Dans sa lettre, Kropotkine fait allusion à la raison de son voyage en Russie : celle de participer au développement de la révolution.
A Moscou, pendant l’hiver 1917-18, il tenta d’élaborer les éléments d’une république fédéraliste-soviétique.
Son petit appartement étant réquisitionné ; il doit se retirer dans le petit village de Dimitrov, où, dans l’isolement, il reprend d’arrache-pied son œuvre, L’Éthique, commencée à Londres. Cette époque est ainsi décrite par A. Schapiro :
Il s’abstenait de critiquer et d’attaquer ouvertement les communistes d’État devenus les patrons de la Russie. C’était la période militaire de la révolution quand ses ennemis les plus acharnés l’attaquaient de tous côtés. Kropotkine, qui était contre toute intervention étrangère, craignait qu’une critique intempestive, qu’une opposition mal interprétée favorise à ce moment l’ennemi commun.

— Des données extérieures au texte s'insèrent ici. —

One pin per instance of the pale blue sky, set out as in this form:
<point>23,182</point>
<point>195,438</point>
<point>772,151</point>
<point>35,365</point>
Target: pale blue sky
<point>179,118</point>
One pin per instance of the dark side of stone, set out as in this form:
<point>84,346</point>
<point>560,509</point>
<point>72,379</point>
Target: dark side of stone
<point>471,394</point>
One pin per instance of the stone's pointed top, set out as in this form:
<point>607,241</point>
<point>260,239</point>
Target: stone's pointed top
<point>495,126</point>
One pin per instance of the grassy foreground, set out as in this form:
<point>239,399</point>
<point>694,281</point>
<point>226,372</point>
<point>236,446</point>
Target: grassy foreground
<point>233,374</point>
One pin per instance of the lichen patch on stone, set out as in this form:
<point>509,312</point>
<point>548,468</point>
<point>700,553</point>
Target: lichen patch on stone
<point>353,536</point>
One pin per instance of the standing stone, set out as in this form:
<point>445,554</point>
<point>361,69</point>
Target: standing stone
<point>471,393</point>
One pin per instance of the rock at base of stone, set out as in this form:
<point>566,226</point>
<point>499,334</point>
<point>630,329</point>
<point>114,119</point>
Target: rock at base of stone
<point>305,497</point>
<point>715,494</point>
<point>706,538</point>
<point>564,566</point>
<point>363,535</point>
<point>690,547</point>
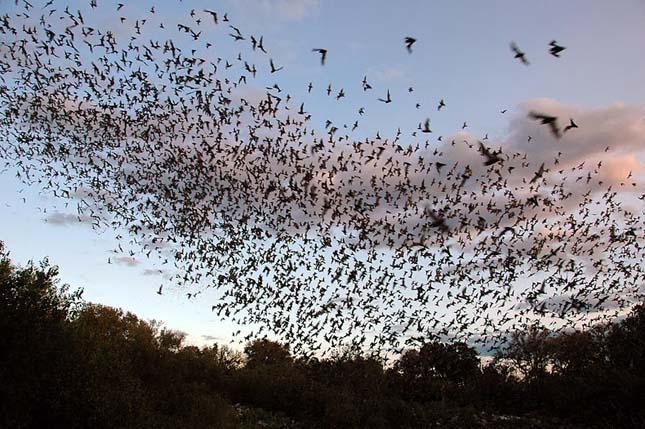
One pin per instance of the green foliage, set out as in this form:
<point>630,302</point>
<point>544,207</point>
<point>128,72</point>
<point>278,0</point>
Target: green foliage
<point>66,363</point>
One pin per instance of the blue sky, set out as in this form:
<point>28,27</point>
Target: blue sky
<point>462,56</point>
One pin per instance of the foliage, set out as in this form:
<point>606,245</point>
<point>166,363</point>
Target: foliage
<point>66,363</point>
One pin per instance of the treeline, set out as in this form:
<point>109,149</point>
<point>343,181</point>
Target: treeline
<point>67,363</point>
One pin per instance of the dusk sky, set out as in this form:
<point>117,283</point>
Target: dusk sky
<point>462,56</point>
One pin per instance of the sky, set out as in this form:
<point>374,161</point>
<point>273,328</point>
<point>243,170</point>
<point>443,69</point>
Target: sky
<point>461,55</point>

C’était un grand reconstructeur et, qu’il s’agisse de questions d’usine ou d’agriculture, de syndicats ou d’écoles, il avait toujours une proposition personnelle à faire, un plan personnel de reconstruction. On aurait voulu investir aussitôt ses suggestions tellement elles auraient été utiles à cette époque de révolution créatrice. Il soufrait de voir que l’esprit de reconstruction manquait aux anarchistes russes, et un jour qu’il revenait sur ce thème et sur les divisions entre nous (dont nous parlions souvent), il s’exclama :Voyons un peu, cher ami, ne pourrions-nous pas nous mettre à élaborer un plan d’organisation d’un parti anarchiste. Nous ne pouvons certes pas rester les bras croisés. Cela faisait du bien de voir ce vieillard toujours jeune – qui aurait pu être le grand-père de son interlocuteur – incapable de rester inactif et appeler les jeunes à s’unir et à s’organiser. Nous décidâmes que, pour notre prochaine rencontre, il préparerait un projet d’organisation du Parti anarchiste. Il parlait de parti, non pour imiter les politiciens, mais parce que le mot groupe devenait trop faible et trop restreint en face de la révolution, magnifique même entravée par les politiciens et les partis des politiciens. Lors de notre rencontre suivante, nous avons discuté longuement sur le projet qu’il n’avait pas oublié de préparer. L’organisation était la base de son projet.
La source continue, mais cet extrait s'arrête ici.